If you find one at a garage sale for $5, they still aren’t worth it.

Do I need More Than One?

I have the Air and the Maker because I need to try projects for my webpage on both.  You really don’t need both unless you need to work faster (commercially make shirts or such).  The Joy being portable may appeal to you.  But if you already have the Air or the Maker and have the room to use them,  I don’t see a need for both.
 

Conclusion About Which Cricut Machine to Buy

If you are tight on cash, buy the Air 2 or the Joy.  If you have the cash buy the Maker.  As you get better and want to cut more materials, you will be grateful you did.  You can always buy one (Air or Joy) and then sell it to finance the Maker later, if you don’t have the funds right now.  Also Cricut has been having some sales lately, so keep your eyes open.  Or buy a used Maker machine on Ebay (that is how I got my 1st Maker), but you are taking a chance because it won’t be under warranty.
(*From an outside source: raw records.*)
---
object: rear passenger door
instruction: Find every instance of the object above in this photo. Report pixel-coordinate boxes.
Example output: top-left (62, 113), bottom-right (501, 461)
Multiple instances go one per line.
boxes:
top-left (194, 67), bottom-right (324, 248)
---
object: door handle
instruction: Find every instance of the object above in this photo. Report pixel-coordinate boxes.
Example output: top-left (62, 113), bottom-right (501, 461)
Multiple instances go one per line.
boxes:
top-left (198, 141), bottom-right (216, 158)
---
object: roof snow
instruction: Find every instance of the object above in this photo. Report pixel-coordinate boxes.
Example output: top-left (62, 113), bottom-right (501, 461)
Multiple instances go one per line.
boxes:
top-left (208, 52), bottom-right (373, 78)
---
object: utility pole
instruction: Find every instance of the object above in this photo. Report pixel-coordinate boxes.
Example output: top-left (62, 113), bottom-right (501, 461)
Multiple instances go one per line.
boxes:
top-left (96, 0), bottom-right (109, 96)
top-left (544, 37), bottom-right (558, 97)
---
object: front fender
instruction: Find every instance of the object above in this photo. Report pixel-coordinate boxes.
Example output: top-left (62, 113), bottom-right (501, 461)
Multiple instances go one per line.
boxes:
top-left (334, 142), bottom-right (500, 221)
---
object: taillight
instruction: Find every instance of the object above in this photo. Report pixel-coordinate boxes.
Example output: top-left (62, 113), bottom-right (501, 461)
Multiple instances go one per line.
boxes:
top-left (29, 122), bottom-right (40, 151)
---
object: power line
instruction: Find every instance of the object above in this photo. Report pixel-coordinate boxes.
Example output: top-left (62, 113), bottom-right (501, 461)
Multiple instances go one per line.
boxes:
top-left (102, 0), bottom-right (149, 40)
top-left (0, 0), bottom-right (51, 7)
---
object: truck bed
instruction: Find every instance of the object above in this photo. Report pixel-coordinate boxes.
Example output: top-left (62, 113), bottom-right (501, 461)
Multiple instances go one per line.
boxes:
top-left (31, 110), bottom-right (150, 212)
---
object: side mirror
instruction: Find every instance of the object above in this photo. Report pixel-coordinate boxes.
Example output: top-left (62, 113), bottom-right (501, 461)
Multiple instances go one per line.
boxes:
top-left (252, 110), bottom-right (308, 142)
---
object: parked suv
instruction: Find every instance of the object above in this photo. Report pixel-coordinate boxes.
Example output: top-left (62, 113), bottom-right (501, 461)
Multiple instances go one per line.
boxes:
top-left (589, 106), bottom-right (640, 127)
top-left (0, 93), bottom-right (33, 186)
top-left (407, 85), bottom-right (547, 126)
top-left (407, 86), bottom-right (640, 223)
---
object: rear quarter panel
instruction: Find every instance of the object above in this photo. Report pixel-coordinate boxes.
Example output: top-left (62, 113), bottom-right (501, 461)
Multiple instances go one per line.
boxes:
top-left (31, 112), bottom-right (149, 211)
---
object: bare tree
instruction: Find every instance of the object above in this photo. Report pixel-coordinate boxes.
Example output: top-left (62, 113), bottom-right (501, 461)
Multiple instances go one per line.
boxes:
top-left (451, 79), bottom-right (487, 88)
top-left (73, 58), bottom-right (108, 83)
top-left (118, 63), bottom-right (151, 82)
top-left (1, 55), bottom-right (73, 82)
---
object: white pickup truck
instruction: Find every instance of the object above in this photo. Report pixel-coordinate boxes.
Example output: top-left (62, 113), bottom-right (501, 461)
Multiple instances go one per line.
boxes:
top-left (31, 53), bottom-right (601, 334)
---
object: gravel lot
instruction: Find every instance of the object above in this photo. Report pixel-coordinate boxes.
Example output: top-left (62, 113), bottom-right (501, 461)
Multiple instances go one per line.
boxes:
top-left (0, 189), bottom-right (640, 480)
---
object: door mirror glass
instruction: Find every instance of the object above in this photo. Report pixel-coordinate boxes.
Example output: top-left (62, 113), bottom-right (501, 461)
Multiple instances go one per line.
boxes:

I hope this helps you decide which Cricut machine to buy.  Any questions or if you want my opinion on a deal, just email me at blog@crazycricutlady.com.  I will be glad to help.  And remember, once you get a Cricut, I have tutorials that will help.

Once you get a Cricut machine, consider buying an Access subscription.  It is well worth it.  Find out more about an Access subscription here.

Which Cricut Should I Buy and Do I Need More Than One?

2 thoughts on “Which Cricut Should I Buy and Do I Need More Than One?

  1. I had similar thoughts on the machines – until I got a Joy machine just for the heck of it. OMG – you have to get a JOY! it does the simple prefolded cards for a bunch of occasions so nicely and everyone loves the cards I’ve made for them. They are so dirt easy to do that it’s funny how people think you must have spent hours doing it. Nope, pick the design, pop the card insert onto the card mat and 10 minutes later, your done! The other great thing about the Joy is that it does labels for your kitchen sooooo easy too. That’s why you take it to your kitchen, not that it’s small, but so you can put matching labels on everything to give your kitchen that neat appearance with your own custom labels that all match.

    And yes, you are limited on the width, but not on the length for the most part, you when you want to do a large lettering or numbering project, you just have to think sideways. It’s great for one line at a time on most large signs and they are usually easier to assemble that way anyhow. It’s a lot of bang for your buck, and although they say you have to have the Joy pens, the ones for the maker and Explore machines will work with a small plastic adapter that you can buy cheaply from Etsy. It’s a lot cheaper than buying more pens just for the machine. Yes, it technically might void your warranty, but it does work beautifully. You can even get an adapter to use the foil tips on it.

    I think you should get one to try it out and make some awesome Joy card designs, as they are pretty simple once you get the hang of it. Who doesn’t love a custom card that looks like it took hours to make? I won’t tell your friends how easy it is….wink wink.

    1. I would love to get one but I just can’t justify the expense. At $150 dollars and having to buy all new extras like markers it just is not a viable option owning the maker and Air now.